Hydrodynamics (Reynolds number) determine scaling, nucleation and crystal growth kinetics in membrane distillation crystallisation

Abstract

Reynolds number (Re) has been previously related to several scaling mitigation and crystallisation strategies that offer distinct hypotheses for how Re may regulate the kinetics of nucleation and crystal growth in membrane crystallisation. Such ambiguity has arisen from the present inability to discretely characterise induction time in membrane systems. This study therefore introduces techniques for the detection of induction time, with measurements used to develop a modified power-law relation between nucleation rate and supersaturation to establish how Re can be used to adjust nucleation kinetics. Increasing Re enhanced mass and heat transfer processes which raised permeate flux. The interfacial supersaturation set by the increase in flux, also modified the supersaturation rate at induction for crystals formed in the bulk solution, providing the first direct evidence that it is the supersaturation level set within the boundary layer which controls primary nucleation in the bulk solution. Bulk nucleation rate can therefore be adjusted in proportion to Re.
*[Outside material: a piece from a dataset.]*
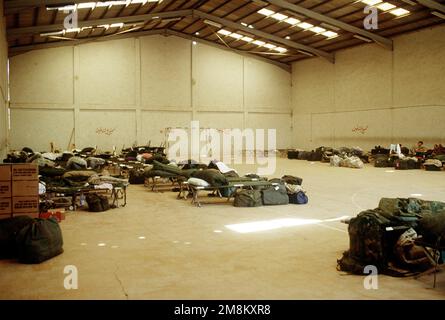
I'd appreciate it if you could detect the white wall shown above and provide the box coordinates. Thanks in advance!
[0,1,8,159]
[292,25,445,151]
[9,35,292,152]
While the extent of scaling was also determined by the interfacial supersaturation set by Re, its formation was shown to be more dependent on the interfacial diffusion coefficient which regulates solute backtransport and the activation energy for nucleation. Through this work we suggest that the nucleation mechanisms underlying scale formation and bulk crystallisation are distinct. The regulation of nucleation rate in the bulk solution by Re is described analytically through classical nucleation theory, while scaling can be mitigated through operation below a critical threshold supersaturation value that determines the rate and type of scaling that prevails. These seemingly distinct strategies can be combined through modifications to T and dT with Re to suppress scaling and offer refined control over the kinetics of nucleation and crystal growth.